Prior to analysis, the samples were diluted 1:3 with MilliQ® water (dilution factor 4) and a pool of samples was prepared by extracting 10 μL from each vial. Independently, a mix of standards (Rib5P, R1,5-dP, PRPP, N-acetyl-neuraminic acid and N-acetyl-D-mannosamine and N-acetyl-neuraminic acid; all from Sigma Chemical Co., St. Louis, MO) was prepared from independent solutions of each compound, with a final concentration of 10 ppm (mg/L) in MilliQ® water and subsequently diluted to 7.5, 5, 2.5 and 1 ppm (mg/L).

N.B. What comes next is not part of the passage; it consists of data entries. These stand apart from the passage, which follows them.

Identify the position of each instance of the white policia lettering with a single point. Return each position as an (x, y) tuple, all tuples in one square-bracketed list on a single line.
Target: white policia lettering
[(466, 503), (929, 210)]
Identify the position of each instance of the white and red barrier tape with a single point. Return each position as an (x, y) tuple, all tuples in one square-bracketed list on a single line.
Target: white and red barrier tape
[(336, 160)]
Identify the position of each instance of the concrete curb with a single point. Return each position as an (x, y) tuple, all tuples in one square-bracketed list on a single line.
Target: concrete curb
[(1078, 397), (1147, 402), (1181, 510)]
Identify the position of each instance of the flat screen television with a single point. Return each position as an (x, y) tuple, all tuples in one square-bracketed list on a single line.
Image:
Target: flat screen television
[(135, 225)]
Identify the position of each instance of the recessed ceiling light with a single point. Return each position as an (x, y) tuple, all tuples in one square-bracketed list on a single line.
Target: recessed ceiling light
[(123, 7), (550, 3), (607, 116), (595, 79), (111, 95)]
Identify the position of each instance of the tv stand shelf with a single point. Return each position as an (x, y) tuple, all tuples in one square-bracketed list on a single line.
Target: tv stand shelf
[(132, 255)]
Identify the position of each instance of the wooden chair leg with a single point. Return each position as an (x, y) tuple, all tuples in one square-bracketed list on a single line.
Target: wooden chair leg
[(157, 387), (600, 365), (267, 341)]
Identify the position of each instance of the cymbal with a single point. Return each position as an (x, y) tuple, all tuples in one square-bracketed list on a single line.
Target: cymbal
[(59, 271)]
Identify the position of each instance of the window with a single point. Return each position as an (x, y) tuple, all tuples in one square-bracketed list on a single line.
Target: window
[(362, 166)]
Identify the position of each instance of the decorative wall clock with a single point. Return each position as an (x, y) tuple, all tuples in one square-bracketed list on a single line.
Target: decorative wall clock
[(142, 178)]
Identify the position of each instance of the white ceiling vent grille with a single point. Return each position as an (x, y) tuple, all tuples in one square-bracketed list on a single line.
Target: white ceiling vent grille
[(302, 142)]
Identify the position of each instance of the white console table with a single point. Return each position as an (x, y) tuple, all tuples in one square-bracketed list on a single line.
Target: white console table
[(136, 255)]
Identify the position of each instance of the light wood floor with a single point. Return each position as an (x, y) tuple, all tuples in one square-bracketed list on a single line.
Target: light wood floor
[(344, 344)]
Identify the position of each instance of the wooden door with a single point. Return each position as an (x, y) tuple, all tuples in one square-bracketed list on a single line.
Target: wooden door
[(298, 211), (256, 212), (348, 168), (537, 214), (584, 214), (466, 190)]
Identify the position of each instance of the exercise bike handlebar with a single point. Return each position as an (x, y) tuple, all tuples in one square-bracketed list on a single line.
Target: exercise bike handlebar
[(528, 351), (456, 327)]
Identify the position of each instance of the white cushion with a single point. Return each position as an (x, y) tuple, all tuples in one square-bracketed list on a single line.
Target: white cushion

Each analysis was achieved using a liquid chromatography system consisting of a degasser, binary pump and autosampler (1290 Infinity, Agilent Technologies, Santa Clara, CA, USA) coupled to a triple quadrupole mass spectrometer (6460, Agilent Technologies). A Kinetex® HILIC column (150 × 2.1 mm, 2.6 μm, Phenomenex, Torrance, CA, USA) was maintained at 50°C during the analysis. The system was operated at a flow rate of 0.6 mL/min with solvent A (water with 5 mM of ammonium formate, pH 6.8) and solvent B (acetonitrile). The gradient was as follows: 75% B (0–0.5 min), 75 to 0% B (0.5–5 min), 0% B (5–6 min) and 0 to 75% B (6–7 min), keeping the re-equilibration at 75% B for 4 min (11 min of total analysis time). Data were collected in negative MRM mode. The MS-ESI parameters were optimized as follows: capillary voltage, 2500 V; gas temperature, 200°C; drying gas flow, 8 L/min; nebulizer, 48 psi; and nozzle voltage, 0 V. The MS-QqQ parameters were as follows: fragmentor, 116 V; dwell time, 20 ms; and cell accelerator voltage, 7 V. The m/z quantification transition for each compound was as follows: Rib5P (229-97), R1,5-dP (309-97), PRPP (388.9-79), N-acetyl-mannosamine (220.1-59.1) and N-acetyl-neuraminic acid (308.1-87). The analytical run started with the analysis of ten injections of the pool to equilibrate the chromatographic system and was followed by the samples in a randomized order. Samples were maintained at 4°C throughout the run and 20 μL of each sample were injected.

Study approval

Ethical approval for this study (reference code AGL2010-14952; grant title “Towards better understanding of gut microbiota functionality in some immune disorders”) was obtained from the Bioethics Committee of CSIC and from the Regional Ethics Committee for Clinical Research (Servicio de Salud del Principado de Asturias) in compliance with the Declaration of Helsinki. All determinations were performed with fully informed written consent from all participants involved in this study. All experiments were performed in accordance with approved guidelines and regulations.